US President George W. Bush plays host this week to a massive summit aimed at pushing the Middle East peace process forward. Expectations, though, are low. Many doubt that Bush is truly dedicated to the project.

It was an elegant setting for the luncheon hosted by the Israel Project one week ago. Guests at the National Press Club in Washington picked at salmon on a bed of salad, forks clinked gently against plates. The hostess spoke quietly of peace and understanding.

But then David Wurmser showed up. For four years, Wurmser was US Vice President Dick Cheney's Middle East advisor. And he is not at all convinced that the region deserves the world's attention. "It is absurd," he said to general astonishment, "that Secretary of State Condoleezza Rice contributes to the ozone hole by jetting across the world to bring peace to the Israelis and Palestinians." There are, he went on, much more important challenges, like North Korea, Iran, China, energy policy, Moscow, Japan....

The list seemed endless. "For me, the conflict is way down on the priority list," Wurmser said. "To attach so much importance to it sends the wrong signal."

All Domestically Weak

Wurmser is no longer with the government, having left this year to start his own consulting firm. He attended and spoke at last week's event as a civilian. Still, his comments are telling; they mirror exactly the friction generated by the Annapolis conference within the Bush Administration.

Officially the United States is the proud host, welcoming high-ranking representatives from 49 countries and organizations to the summit with the intention of exploring possible paths to peace between the Israelis and Palestinians. The countries represented even include Saudi Arabia and Syria, neither of which was present at the last major US negotiation initiative, Bill Clinton's 2000 Camp David summit. All the parties are meeting on Tuesday on the premises of the picturesque Annapolis Naval Academy in the state of Maryland, where a banner in one room features the encouraging motto: "Don't give up the ship!"

But even before the first speech was held at the conference, many observers had already abandoned any hope of significant progress. "All the participants have the fear of failure on their minds rather than the hope of success," Tamara Cofman Wittes from the Brookings Institution told SPIEGEL ONLINE, adding that the key protagonists -- US President George W. Bush, Palestinian President Mahmoud Abbas and Israeli Prime Minister Ehud Olmert -- are all very weak domestically.

Help Against Iran

Shmuel Rosner, US correspondent of the Israeli newspaper Haaretz, is not even impressed by the fact that the Arab states are attending. "This whole meeting tells us much more about the host than about the guests," he says.

And the host appears to be moody. Large parts of Bush's team seem to have very little desire to work hard to make Annapolis a success -- already apparent from the disastrous preparation. The mega-conference was not officially confirmed until the beginning of last week, forcing delegations to hurriedly amend their hotel bookings. Briefings with reporters were arranged with just a few minutes' notice -- and clashed with the US-wide travel chaos caused by the Thanksgiving holiday.
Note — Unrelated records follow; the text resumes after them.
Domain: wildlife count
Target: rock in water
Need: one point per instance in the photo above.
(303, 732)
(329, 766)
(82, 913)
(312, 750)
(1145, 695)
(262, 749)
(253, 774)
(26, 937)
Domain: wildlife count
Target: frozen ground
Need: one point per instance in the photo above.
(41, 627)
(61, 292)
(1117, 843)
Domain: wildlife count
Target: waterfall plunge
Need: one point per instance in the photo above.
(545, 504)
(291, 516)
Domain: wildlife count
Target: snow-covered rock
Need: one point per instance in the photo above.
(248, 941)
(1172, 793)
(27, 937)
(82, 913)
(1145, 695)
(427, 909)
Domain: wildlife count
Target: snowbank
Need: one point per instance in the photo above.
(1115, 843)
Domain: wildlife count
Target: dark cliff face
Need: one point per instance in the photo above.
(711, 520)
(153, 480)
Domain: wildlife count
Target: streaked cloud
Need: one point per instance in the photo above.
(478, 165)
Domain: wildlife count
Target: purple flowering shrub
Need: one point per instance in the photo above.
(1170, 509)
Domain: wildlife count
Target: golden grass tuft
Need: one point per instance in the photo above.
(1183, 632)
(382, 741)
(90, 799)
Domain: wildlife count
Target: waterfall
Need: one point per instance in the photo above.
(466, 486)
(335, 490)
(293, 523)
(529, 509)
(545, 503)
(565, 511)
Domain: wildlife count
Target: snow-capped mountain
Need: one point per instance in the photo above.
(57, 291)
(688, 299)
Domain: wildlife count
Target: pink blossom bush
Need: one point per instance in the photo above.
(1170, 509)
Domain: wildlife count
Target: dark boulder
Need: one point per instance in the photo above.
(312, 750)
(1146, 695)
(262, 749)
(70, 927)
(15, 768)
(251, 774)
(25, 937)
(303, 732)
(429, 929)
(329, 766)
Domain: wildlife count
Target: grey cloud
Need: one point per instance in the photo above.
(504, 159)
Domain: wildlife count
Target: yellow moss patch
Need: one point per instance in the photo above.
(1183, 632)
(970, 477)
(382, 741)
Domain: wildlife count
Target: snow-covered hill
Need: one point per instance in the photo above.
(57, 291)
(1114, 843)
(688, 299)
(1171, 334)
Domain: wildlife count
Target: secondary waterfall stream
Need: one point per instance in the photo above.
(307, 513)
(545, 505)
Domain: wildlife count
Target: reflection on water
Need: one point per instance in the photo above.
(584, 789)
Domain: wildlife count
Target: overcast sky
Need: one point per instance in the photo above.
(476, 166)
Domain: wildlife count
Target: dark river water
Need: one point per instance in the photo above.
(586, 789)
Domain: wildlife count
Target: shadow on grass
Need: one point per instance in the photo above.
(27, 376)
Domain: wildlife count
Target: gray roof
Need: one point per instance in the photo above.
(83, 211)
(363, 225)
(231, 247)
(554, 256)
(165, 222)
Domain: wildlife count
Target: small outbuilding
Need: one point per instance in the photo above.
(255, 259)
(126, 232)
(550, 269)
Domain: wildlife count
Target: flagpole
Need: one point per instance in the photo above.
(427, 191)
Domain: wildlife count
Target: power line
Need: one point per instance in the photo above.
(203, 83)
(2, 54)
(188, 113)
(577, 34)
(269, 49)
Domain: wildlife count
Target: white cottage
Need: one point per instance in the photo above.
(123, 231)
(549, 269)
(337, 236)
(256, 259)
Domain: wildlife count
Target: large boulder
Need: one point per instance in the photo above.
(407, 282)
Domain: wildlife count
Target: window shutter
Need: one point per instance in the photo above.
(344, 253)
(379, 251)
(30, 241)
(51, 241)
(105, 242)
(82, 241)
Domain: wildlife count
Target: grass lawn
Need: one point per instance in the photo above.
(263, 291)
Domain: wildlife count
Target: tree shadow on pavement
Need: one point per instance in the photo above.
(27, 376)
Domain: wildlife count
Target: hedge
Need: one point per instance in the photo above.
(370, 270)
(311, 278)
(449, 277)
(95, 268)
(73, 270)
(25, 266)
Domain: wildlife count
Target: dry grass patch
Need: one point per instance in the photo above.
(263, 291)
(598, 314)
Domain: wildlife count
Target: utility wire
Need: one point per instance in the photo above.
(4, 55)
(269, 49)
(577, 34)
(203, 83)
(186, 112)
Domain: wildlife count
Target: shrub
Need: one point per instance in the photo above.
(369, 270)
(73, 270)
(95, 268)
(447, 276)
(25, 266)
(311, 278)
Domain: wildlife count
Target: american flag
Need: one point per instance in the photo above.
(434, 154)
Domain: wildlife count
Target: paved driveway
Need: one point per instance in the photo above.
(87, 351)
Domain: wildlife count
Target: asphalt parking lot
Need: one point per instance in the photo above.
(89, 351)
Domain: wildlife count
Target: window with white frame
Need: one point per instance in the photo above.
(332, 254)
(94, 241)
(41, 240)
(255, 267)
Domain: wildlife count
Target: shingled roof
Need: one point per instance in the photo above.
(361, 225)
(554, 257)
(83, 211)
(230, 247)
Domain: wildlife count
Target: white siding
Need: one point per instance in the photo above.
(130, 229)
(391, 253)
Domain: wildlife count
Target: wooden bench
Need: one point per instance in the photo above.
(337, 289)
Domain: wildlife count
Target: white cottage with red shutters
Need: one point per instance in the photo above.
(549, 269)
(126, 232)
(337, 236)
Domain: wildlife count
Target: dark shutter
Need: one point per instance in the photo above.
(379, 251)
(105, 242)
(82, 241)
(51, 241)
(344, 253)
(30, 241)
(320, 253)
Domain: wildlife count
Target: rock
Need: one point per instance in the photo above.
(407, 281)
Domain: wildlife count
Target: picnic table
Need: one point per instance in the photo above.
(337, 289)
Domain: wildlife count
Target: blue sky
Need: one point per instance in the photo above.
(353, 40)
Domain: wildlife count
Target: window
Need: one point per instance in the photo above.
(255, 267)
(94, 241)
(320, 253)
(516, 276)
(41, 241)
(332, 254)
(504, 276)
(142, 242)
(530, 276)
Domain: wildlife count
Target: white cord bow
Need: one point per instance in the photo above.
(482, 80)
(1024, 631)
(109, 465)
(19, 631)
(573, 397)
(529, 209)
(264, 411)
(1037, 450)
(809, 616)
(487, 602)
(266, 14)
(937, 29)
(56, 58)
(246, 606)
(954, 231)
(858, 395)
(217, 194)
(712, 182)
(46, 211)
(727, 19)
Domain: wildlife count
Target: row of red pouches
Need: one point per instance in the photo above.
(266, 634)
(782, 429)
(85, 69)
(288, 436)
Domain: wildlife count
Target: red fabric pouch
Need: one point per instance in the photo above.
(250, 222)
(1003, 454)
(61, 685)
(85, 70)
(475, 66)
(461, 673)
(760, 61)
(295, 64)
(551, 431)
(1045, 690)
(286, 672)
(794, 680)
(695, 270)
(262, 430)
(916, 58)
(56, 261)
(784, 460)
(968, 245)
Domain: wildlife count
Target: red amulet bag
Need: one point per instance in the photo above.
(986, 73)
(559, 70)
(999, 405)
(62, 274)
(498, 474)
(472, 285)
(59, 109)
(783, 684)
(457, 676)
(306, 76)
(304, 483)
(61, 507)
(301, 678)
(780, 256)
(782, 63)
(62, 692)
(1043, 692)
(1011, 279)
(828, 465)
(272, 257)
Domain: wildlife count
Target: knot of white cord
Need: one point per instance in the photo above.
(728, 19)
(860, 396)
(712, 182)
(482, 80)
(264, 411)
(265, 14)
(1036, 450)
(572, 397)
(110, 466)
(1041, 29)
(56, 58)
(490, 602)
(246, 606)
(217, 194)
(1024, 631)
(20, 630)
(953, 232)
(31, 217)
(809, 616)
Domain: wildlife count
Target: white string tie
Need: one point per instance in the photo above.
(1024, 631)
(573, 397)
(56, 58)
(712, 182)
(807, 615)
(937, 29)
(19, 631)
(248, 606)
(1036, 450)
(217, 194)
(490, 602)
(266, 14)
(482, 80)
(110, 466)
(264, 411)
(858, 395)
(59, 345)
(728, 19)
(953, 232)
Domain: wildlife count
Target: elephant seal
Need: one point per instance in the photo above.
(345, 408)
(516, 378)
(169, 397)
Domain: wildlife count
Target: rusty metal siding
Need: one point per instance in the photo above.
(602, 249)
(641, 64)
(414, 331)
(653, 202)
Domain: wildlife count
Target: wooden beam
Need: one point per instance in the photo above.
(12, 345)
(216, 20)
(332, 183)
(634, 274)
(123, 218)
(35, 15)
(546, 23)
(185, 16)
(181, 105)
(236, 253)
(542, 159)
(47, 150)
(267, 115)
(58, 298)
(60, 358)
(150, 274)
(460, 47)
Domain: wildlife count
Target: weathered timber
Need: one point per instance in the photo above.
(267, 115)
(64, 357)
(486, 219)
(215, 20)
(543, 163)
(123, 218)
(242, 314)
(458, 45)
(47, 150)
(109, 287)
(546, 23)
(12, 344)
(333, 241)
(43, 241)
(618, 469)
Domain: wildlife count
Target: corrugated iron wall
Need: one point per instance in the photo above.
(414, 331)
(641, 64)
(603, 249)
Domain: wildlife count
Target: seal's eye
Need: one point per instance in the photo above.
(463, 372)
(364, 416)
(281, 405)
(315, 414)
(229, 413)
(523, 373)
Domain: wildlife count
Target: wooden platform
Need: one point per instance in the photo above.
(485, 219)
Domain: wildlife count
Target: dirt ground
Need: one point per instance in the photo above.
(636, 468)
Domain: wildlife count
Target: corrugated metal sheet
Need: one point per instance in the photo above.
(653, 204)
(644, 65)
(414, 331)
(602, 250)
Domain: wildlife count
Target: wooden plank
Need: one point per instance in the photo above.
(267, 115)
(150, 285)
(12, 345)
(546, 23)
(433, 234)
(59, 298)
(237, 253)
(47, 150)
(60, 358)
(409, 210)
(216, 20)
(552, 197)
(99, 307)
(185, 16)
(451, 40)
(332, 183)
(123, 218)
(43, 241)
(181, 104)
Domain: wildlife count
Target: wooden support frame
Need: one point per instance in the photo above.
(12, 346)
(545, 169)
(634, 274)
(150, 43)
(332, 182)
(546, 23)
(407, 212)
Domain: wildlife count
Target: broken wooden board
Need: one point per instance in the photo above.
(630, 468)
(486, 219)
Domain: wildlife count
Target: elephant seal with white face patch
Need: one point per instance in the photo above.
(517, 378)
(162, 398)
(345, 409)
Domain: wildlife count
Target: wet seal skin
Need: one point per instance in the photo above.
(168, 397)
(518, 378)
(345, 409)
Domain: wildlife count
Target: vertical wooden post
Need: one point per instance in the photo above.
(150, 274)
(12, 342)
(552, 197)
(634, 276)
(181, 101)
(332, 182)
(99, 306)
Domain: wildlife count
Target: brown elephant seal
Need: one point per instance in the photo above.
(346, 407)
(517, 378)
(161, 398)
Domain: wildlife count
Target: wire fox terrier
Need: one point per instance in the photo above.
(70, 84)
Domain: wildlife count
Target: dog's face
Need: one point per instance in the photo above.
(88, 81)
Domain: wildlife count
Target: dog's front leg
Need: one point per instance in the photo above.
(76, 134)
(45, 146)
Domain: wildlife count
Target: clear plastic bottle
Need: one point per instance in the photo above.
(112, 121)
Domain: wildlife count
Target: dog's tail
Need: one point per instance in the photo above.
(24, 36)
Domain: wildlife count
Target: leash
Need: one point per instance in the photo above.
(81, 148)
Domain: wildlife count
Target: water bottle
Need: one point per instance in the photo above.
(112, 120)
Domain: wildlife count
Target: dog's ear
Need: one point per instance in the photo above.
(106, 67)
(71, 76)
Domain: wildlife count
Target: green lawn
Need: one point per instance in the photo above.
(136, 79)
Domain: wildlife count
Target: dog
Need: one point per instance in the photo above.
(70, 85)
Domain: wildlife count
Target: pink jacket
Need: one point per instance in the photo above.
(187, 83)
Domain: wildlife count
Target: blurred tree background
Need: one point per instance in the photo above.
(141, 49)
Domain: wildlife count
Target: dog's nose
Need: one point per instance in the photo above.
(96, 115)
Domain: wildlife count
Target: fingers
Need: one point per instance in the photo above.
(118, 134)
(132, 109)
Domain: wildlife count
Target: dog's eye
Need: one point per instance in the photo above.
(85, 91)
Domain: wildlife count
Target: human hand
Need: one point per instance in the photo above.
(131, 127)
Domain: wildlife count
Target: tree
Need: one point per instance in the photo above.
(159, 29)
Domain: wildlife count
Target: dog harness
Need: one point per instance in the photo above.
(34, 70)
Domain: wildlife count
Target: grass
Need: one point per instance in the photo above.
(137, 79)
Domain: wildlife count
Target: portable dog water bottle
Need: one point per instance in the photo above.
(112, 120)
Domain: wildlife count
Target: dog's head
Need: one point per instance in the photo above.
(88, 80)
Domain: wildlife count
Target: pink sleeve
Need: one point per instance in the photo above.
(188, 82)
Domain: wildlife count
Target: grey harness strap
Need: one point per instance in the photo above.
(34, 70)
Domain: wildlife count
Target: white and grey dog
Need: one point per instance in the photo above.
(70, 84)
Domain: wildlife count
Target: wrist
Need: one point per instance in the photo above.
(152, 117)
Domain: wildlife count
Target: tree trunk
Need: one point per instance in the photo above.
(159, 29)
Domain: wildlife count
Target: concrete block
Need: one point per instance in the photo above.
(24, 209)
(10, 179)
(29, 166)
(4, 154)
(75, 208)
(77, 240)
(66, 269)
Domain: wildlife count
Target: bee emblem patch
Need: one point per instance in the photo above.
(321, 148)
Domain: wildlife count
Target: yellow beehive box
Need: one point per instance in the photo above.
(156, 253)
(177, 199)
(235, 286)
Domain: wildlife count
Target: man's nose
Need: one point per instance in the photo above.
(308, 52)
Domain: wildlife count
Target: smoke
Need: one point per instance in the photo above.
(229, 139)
Why the half-heartedness? In the White House, the Annapolis conference is increasingly regarded as an admission of weakness, especially in the influential circle surrounding Dick Cheney and the neo-cons. They grudgingly accept that a stronger US engagement for peace in the Middle East is probably the price that has to be paid for more help against an increasingly powerful Iran.

Important US allies such as Saudi Arabia have given clear signals in recent months that they want support in mediating between the Israelis and Palestinians. "The conference is also a product of the changed balance of power in the region," says Wittes. The official line in Washington is that such pragmatic considerations have no effect on the US's Middle East policy and that Annapolis is much more about finding a new start for real peace talks. But few in the Middle East would believe that the US government could be so altruistic. "It is good that the negotiating process is back on track," says Wittes. "But it's not good that it is being exploited for other political aims."

Mustafa Barghouti, the Palestinian Information Minister until June, sees little more than a glimmer of hope in the peace conference. "The US was mainly put under pressure by the Saudis to do something," he told SPIEGEL ONLINE. But the outcome was totally unsatisfactory, he said. The Annapolis conference was poorly prepared and the hectic organization that went into it belied a lack of substance, said Barghouti. "A lot is being done here so that no one notices that nothing is being done."